It does seem there are two similar issues here. The first involves core_freq being set too low when throttling. That is easy to reproduce. Use a high clock rate hdmi mode (e.g. 4kp60) and throttle. That is fixed with test firmware (and now rpi-update).

The second seems to be the M2MC clock (aka hsm clock in kernel driver) being set to 0. It is noticed when clocks change after throttling, but the problem seems to occur earlier, and it seems to occur with certain hdmi resolutions (possibly your edid gives the same hdmi mode without the hdmi_ settings).

popcornmix avatar Aug 18 '21 17:08 popcornmix

@popcornmix You are right, it's only happening with the 1360x758 video mode. I have tried other resolutions via the "video=..." kernel parameter, and the issue doesn't show it's ugly face.

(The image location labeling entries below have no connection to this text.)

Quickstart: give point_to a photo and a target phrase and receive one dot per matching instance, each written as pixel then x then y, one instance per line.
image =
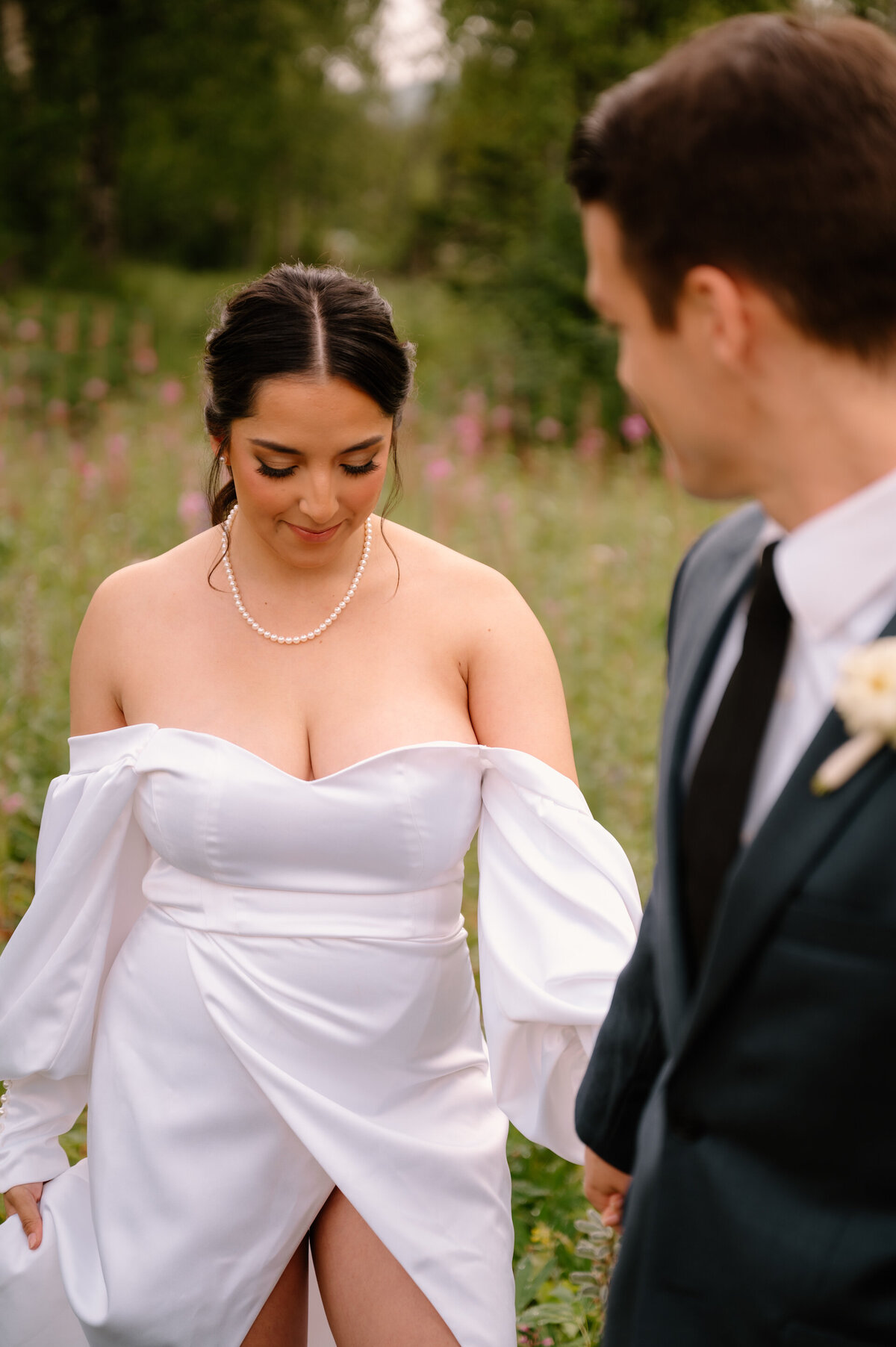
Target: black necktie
pixel 720 788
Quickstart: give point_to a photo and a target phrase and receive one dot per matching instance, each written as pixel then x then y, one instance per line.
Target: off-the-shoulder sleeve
pixel 558 919
pixel 88 893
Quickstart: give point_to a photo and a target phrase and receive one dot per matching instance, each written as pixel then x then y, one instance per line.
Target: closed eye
pixel 352 469
pixel 276 472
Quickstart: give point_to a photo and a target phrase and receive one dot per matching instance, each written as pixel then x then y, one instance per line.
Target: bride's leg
pixel 284 1316
pixel 370 1298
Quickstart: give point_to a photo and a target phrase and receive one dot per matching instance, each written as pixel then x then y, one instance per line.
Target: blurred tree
pixel 165 128
pixel 504 221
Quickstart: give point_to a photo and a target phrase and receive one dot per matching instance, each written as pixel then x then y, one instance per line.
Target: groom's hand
pixel 606 1189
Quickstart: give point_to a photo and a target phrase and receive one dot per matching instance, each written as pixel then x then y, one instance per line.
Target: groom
pixel 738 205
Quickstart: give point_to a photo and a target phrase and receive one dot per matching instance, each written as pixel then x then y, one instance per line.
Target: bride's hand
pixel 23 1201
pixel 606 1189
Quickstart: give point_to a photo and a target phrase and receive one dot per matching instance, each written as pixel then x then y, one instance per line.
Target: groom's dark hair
pixel 765 146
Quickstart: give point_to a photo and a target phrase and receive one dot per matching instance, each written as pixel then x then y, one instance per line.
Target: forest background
pixel 157 152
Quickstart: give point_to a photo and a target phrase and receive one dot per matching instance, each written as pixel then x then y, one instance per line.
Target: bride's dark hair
pixel 316 321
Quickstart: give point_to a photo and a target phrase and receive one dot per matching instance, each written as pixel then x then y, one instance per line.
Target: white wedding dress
pixel 261 986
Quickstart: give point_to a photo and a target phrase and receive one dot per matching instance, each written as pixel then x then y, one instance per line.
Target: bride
pixel 246 948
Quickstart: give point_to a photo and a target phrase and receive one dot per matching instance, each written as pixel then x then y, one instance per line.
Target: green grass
pixel 593 547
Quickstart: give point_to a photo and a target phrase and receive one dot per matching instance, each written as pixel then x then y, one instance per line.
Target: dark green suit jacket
pixel 756 1107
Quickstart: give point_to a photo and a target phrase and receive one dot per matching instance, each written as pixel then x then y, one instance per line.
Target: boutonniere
pixel 865 698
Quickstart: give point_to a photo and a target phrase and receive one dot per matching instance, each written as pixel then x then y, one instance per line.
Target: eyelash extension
pixel 276 472
pixel 287 472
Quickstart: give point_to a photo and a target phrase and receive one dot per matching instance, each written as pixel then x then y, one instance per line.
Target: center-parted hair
pixel 765 146
pixel 317 323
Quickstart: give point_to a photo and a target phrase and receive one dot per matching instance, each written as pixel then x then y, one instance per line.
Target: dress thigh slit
pixel 199 1189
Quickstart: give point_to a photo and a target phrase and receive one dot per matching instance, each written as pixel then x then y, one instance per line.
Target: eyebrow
pixel 284 449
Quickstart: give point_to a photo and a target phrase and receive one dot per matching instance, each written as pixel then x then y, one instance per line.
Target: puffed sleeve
pixel 557 923
pixel 92 857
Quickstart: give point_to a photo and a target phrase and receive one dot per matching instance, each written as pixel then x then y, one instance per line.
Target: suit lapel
pixel 694 650
pixel 767 874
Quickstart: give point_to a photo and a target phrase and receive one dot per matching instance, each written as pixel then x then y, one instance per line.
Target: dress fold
pixel 267 985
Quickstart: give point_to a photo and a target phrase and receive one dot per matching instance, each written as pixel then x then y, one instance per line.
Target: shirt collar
pixel 839 561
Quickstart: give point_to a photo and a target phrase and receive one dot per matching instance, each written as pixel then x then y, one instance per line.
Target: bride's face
pixel 309 465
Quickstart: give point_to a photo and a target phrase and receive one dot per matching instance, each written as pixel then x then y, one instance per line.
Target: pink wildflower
pixel 503 419
pixel 90 479
pixel 549 429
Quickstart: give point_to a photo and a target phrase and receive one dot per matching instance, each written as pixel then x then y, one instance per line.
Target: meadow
pixel 103 462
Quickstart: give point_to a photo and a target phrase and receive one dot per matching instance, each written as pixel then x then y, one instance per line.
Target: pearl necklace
pixel 318 631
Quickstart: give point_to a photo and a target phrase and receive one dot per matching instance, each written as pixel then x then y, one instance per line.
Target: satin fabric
pixel 267 985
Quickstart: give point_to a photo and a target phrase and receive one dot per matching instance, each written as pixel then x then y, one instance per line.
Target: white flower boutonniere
pixel 865 698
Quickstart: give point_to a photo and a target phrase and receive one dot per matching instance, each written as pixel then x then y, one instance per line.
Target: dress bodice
pixel 393 824
pixel 353 877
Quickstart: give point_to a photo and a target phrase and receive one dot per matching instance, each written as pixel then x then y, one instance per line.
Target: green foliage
pixel 508 228
pixel 197 132
pixel 90 485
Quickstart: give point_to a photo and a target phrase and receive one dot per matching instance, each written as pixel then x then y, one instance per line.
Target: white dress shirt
pixel 837 574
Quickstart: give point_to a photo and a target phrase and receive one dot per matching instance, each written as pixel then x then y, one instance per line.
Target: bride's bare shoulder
pixel 455 589
pixel 430 563
pixel 146 589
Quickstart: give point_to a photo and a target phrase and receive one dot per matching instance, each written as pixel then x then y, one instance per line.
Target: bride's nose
pixel 318 500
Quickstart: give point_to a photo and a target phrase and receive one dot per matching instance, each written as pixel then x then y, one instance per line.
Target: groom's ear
pixel 717 313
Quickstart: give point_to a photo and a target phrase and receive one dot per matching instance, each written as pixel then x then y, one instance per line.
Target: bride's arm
pixel 95 685
pixel 514 685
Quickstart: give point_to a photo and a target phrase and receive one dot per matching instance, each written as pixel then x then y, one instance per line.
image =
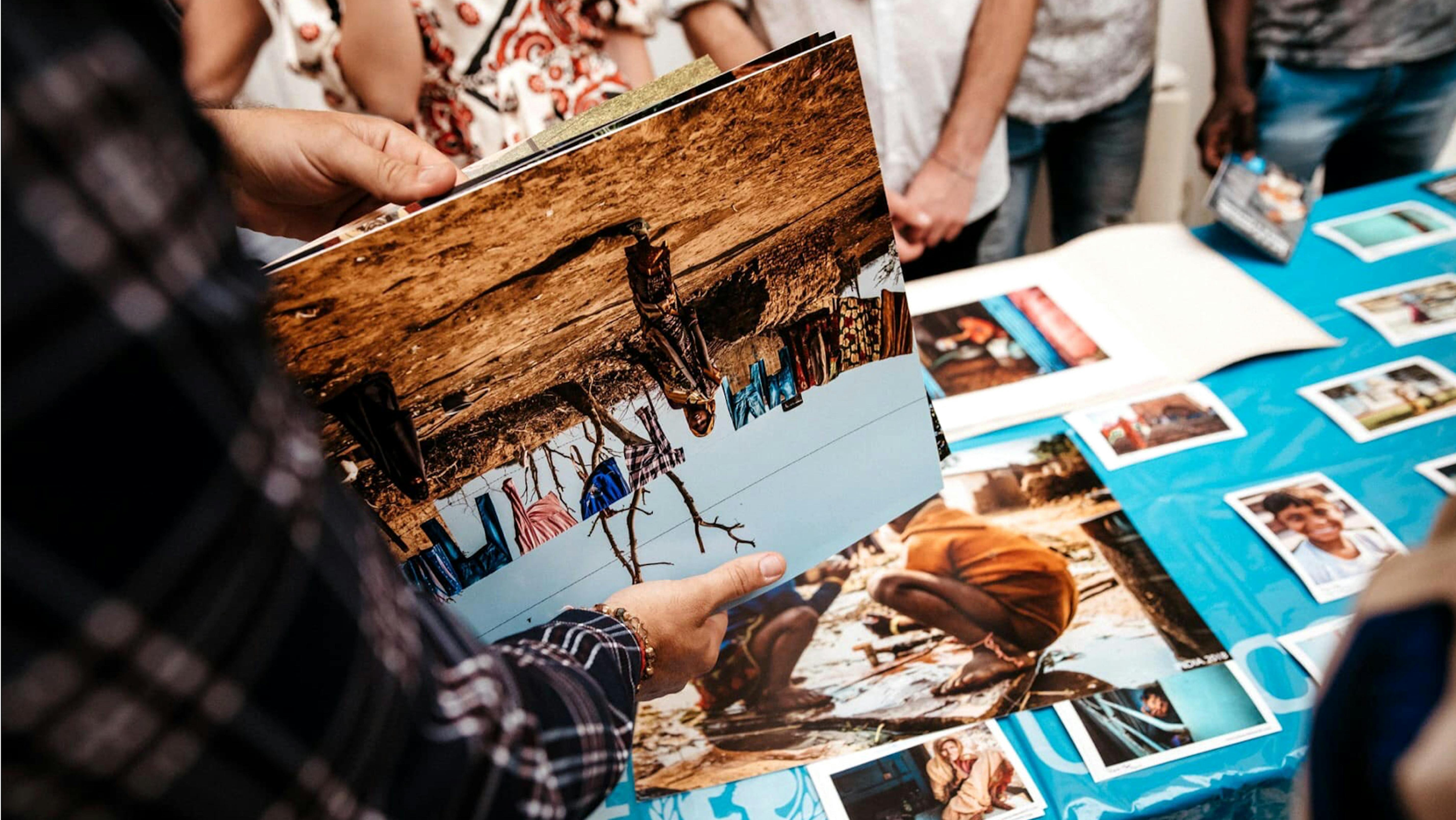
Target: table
pixel 1245 593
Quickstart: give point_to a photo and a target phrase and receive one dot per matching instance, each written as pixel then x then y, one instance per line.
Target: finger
pixel 736 579
pixel 388 178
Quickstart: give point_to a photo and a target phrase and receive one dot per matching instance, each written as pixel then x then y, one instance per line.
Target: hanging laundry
pixel 779 390
pixel 538 523
pixel 896 337
pixel 370 413
pixel 748 404
pixel 650 461
pixel 494 551
pixel 603 489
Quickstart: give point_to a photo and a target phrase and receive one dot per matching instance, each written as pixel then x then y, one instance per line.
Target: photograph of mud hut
pixel 1021 585
pixel 567 349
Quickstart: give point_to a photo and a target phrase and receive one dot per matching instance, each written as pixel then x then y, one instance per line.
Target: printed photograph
pixel 998 341
pixel 1388 398
pixel 1390 229
pixel 1155 425
pixel 1023 583
pixel 1442 472
pixel 1325 536
pixel 963 774
pixel 1409 312
pixel 1314 647
pixel 577 378
pixel 1176 717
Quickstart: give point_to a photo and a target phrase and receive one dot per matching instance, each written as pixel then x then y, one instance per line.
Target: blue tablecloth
pixel 1232 577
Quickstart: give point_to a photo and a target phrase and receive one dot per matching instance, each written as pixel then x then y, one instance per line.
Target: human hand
pixel 302 174
pixel 683 620
pixel 944 194
pixel 1229 127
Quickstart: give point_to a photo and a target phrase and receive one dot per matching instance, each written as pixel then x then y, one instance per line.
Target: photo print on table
pixel 1409 312
pixel 1390 229
pixel 960 774
pixel 1046 592
pixel 579 378
pixel 998 341
pixel 1155 425
pixel 1387 398
pixel 1176 717
pixel 1314 647
pixel 1321 532
pixel 1442 472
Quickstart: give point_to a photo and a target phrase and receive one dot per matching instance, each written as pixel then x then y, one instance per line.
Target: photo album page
pixel 637 359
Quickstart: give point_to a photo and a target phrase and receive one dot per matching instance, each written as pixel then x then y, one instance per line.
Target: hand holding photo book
pixel 654 346
pixel 1110 315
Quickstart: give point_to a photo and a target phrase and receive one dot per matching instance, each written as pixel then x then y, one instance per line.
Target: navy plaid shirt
pixel 197 621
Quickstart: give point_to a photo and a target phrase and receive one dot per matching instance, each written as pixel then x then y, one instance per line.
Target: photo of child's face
pixel 1320 521
pixel 1155 706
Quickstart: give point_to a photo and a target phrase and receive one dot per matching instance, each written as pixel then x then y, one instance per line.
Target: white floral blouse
pixel 497 72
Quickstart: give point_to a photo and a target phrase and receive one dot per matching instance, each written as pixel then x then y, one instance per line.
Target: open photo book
pixel 1114 314
pixel 631 354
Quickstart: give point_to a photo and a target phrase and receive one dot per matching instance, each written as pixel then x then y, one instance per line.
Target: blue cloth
pixel 1240 586
pixel 1365 124
pixel 603 489
pixel 1093 170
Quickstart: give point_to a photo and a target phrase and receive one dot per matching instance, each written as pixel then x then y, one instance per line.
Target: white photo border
pixel 1436 330
pixel 1432 470
pixel 1101 771
pixel 1085 426
pixel 1295 644
pixel 1314 395
pixel 1330 229
pixel 822 774
pixel 1330 591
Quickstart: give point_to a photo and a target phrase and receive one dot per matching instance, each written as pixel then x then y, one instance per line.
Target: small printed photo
pixel 1390 231
pixel 1325 536
pixel 1186 714
pixel 1387 398
pixel 1441 471
pixel 1314 647
pixel 1409 312
pixel 1155 425
pixel 998 341
pixel 963 774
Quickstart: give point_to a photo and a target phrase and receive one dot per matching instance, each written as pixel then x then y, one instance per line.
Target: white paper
pixel 1161 305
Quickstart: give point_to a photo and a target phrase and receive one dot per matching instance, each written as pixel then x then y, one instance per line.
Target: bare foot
pixel 982 671
pixel 793 698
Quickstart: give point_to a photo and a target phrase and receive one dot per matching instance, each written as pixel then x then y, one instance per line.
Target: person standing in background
pixel 471 78
pixel 1081 104
pixel 1366 88
pixel 937 79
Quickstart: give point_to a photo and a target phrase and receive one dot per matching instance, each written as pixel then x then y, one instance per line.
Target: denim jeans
pixel 1093 171
pixel 1363 124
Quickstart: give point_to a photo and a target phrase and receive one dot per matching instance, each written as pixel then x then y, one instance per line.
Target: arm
pixel 945 187
pixel 718 30
pixel 382 57
pixel 220 40
pixel 628 50
pixel 1229 124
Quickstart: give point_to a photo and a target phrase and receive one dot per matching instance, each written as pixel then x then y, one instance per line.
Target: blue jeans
pixel 1362 124
pixel 1093 171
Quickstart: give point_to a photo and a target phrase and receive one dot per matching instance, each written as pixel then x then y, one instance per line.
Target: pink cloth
pixel 538 523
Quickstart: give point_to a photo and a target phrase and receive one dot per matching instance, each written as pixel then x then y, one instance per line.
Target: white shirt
pixel 911 56
pixel 1323 567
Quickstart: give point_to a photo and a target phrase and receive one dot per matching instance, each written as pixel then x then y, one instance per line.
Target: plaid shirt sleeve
pixel 197 622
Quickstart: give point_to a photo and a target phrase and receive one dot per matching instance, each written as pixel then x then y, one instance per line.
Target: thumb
pixel 906 212
pixel 736 579
pixel 388 178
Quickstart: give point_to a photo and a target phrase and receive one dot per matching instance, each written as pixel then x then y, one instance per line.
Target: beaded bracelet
pixel 634 625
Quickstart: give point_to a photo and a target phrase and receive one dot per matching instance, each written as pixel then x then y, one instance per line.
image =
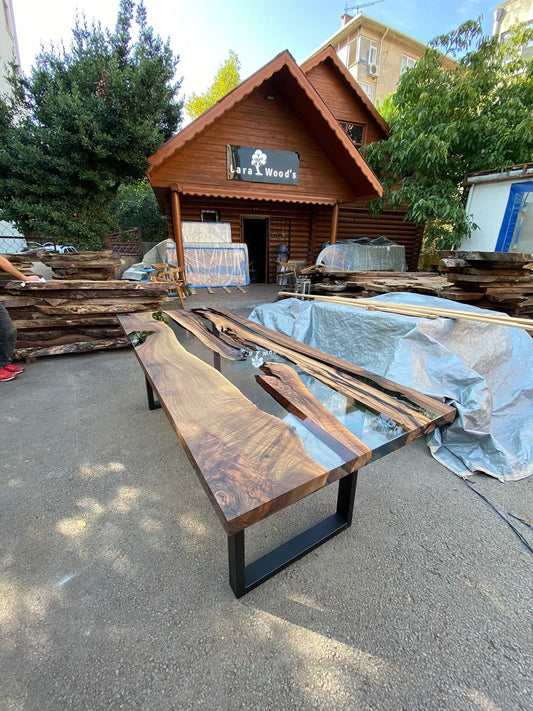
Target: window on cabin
pixel 407 63
pixel 355 131
pixel 369 90
pixel 210 216
pixel 368 50
pixel 527 49
pixel 347 50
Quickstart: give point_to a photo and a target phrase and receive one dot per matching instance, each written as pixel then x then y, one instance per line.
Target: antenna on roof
pixel 360 6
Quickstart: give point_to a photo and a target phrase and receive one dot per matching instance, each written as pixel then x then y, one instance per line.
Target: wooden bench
pixel 251 463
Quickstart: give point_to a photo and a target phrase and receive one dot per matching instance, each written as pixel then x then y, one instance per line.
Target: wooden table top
pixel 252 463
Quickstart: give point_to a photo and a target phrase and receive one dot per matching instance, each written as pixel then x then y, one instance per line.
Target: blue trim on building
pixel 516 193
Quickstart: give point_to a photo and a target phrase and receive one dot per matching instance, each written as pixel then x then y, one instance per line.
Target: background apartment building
pixel 376 54
pixel 8 42
pixel 512 13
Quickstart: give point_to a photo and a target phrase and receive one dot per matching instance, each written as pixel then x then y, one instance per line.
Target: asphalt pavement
pixel 114 589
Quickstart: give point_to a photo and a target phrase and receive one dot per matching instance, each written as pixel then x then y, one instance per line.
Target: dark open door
pixel 255 235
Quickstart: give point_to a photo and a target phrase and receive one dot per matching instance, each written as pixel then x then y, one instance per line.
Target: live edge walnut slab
pixel 251 464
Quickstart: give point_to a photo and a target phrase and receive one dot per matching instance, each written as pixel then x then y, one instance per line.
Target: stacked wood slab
pixel 372 283
pixel 99 266
pixel 502 281
pixel 74 316
pixel 22 262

vanfanel avatar Aug 18 '21 17:08 vanfanel

This thread is worth a read for the 1366x768 mode. https://www.raspberrypi.org/forums/viewtopic.php?f=28&t=284866

JamesH65 avatar Aug 18 '21 19:08 JamesH65

@JamesH65 it's 1360x768, and the display is fine up until the first throttle, so I don't think that thread is relevant.

popcornmix avatar Aug 18 '21 19:08 popcornmix

@vanfanel can you try this test firmware

popcornmix avatar Aug 18 '21 20:08 popcornmix

@popcornmix Tried! The issue at 1360x768 (forced in cmdline.txt via the video=... parameter) is not appearing anymore. So, if you have no objections, this could be closed.

Thanks a lot for looking into this, for the time you invested into fixing the issue (and discovering it, to begin with... happening with a video mode only was unexpected).

vanfanel avatar Aug 19 '21 09:08 vanfanel

Fix should be in latest rpi-update firmware.

popcornmix avatar Aug 19 '21 11:08 popcornmix

@popcornmix Same HDMI poweroff on throttling is happening again in kernel 5.10.76-v8 with video="HDMI-A-1:1280x720@60"

vanfanel avatar Nov 05 '21 07:11 vanfanel